Punch-Drunk - Rafael Nadal embarrassed in first-round KO
Battered, bewildered and beaten, Rafael Nadal left Wimbledon today with the air of a punch-drunk boxer, his face bearing the bruises of a working over by a little known journeyman.
The former champion came to London to regain his crown, built up as the crescendo to his killer comeback, the kind that gets sports lovers purring and sports writers clamouring for superlatives.
But the Spaniard packed no punch. In his way, the challenger Stephen Darcis, a 29-year-old Belgian known by few outside of tennis circles, but with a couple of top-twenty scalps under his belt that surely served only to beef up the pre-match press conference. Not so. With his thirteenth ace of the non-contest, Darcis knocked Nadal out of Wimbledon and onto the canvas of humiliation.
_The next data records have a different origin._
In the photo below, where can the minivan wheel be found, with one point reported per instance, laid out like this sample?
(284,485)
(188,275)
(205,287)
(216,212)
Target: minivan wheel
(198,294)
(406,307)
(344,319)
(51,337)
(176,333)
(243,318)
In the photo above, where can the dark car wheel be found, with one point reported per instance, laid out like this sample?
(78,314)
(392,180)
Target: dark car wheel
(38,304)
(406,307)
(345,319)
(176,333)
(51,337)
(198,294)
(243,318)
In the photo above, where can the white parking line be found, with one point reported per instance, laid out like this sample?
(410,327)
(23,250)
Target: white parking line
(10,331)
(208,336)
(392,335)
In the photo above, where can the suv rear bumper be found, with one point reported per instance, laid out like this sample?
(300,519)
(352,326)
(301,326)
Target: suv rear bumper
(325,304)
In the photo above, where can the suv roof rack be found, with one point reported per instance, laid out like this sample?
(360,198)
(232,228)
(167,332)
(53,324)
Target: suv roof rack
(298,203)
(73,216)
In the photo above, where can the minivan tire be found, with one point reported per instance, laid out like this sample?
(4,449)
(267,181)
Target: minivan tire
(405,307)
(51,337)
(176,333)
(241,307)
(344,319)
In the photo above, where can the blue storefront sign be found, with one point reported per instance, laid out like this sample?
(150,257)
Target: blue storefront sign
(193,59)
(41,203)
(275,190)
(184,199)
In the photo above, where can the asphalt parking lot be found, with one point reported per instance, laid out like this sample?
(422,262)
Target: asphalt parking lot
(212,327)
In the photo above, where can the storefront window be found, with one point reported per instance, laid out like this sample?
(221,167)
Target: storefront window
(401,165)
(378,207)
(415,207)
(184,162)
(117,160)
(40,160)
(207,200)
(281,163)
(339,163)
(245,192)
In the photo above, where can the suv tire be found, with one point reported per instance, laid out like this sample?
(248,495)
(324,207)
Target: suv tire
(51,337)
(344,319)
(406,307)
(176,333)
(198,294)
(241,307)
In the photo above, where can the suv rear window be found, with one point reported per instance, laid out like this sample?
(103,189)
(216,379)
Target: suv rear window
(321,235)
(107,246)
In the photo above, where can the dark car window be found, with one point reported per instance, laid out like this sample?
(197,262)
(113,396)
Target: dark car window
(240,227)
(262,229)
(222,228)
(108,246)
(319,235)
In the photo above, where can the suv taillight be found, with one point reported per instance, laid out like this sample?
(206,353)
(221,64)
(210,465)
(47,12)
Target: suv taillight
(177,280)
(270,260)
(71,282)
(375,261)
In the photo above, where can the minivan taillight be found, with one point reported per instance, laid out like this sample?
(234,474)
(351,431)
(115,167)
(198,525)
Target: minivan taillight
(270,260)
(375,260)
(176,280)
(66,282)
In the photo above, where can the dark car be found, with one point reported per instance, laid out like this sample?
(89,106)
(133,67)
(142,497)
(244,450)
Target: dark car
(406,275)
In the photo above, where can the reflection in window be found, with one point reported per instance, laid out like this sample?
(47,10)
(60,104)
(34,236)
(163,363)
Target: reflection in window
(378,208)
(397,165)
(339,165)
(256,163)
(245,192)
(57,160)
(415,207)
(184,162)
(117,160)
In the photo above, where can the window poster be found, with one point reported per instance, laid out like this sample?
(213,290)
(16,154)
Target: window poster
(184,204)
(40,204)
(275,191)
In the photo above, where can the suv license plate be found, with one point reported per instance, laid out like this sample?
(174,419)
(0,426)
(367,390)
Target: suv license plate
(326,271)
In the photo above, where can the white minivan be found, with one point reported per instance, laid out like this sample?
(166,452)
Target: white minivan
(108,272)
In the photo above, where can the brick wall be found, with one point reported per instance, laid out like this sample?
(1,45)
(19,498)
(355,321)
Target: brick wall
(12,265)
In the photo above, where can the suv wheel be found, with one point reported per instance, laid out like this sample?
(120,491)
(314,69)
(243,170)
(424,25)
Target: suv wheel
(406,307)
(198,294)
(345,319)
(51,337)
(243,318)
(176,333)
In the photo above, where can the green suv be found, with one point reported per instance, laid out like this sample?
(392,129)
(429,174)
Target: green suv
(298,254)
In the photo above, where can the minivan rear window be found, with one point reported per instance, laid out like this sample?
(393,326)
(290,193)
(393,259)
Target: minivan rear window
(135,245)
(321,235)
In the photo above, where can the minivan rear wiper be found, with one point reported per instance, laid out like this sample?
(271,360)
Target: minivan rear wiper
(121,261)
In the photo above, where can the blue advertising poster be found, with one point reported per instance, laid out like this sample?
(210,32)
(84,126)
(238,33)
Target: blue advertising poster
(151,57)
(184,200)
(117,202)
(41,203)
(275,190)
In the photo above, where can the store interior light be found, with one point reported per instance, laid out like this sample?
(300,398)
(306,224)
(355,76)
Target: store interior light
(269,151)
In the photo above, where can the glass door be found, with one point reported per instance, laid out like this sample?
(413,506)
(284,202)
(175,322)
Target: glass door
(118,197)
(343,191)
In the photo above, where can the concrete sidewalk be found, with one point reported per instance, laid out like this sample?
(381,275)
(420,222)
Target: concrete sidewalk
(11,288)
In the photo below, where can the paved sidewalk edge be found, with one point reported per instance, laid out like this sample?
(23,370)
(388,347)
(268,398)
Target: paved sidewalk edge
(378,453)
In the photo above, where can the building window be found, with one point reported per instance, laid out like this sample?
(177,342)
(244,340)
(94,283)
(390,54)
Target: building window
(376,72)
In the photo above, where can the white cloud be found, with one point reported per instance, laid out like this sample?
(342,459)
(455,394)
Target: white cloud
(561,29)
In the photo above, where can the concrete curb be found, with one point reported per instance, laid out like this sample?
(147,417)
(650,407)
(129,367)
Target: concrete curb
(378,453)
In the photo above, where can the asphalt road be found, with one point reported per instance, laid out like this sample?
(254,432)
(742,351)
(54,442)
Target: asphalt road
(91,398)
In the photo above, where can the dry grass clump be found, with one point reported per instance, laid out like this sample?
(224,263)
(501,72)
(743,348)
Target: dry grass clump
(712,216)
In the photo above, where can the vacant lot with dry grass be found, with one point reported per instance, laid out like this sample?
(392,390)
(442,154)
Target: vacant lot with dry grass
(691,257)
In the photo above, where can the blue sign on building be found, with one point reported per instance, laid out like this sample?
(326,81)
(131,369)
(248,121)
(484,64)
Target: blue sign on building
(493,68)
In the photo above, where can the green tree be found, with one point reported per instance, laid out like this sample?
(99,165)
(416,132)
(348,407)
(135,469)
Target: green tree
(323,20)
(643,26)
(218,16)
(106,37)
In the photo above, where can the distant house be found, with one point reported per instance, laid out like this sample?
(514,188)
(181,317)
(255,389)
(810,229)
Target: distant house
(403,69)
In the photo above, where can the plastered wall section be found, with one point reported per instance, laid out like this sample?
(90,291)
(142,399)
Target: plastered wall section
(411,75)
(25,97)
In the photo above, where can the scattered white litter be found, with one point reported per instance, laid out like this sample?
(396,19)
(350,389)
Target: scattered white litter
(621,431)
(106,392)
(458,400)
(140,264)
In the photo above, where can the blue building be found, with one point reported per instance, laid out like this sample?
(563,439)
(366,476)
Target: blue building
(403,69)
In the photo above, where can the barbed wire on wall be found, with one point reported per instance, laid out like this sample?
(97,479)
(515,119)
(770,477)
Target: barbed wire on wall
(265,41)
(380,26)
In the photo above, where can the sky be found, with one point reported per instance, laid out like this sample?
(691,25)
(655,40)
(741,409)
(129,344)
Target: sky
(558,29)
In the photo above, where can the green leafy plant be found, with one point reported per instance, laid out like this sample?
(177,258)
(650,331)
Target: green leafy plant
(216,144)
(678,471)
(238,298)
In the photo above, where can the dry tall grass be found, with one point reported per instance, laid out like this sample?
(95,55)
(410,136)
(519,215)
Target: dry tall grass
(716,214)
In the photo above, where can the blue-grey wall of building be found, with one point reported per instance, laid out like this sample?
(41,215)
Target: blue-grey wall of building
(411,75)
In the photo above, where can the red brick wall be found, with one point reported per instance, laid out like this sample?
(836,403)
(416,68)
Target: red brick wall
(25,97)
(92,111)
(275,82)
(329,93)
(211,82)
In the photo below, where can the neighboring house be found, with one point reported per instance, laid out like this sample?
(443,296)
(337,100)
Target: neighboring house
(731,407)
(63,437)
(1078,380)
Brow-beaten, Nadal’s troublesome knee buckled under the pressure. Darcis played with class belying his world ranking of 135, but watching his opponent stumble from point to point was surely as painful as the injury itself. Desperate to shy away from his backhand, Nadal shrank with every passing ball and left court number one to apologetic applause by the Wimbledon faithful.
Whether this leaves Nadal as a top table warrior is difficult to foresee. This is not a Tiger Woods style injury comeback, where a major is chosen to burst back onto the scene in a blaze of glory. The two-time Wimbledon champion had completed a vast period of rehabilitation, months of tournaments stacked up in order to allow him a considered chance of adding to his twelve grand slam victories. Whether onlookers are willing to accept it or not, his performance this afternoon had a sombre tone and smacked of desperation.
We can only hope that this indiscretion is the last of many injury-inflicted blips in Nadal’s stellar career. But as has been the case with sporting names across the codes, there is a chance that the Spaniard may ignore his body and carry on regardless, desperately clinging to the coattails of his former successes and lowering himself to fodder for the likes of Darcis to feast upon in their fifteen minutes of fame.
Jack Johnson did it. Too many footballers do it. Sachin Tendulkar is doing it. Sports fans are too often subjected to diminished shells of superstars that retract from their brilliance.
The memory of Rafael Nadal, still only 27, needs to recover fast from an embarrassing defeat that will leave more than a bloodied nose. He took one hell of a beating today.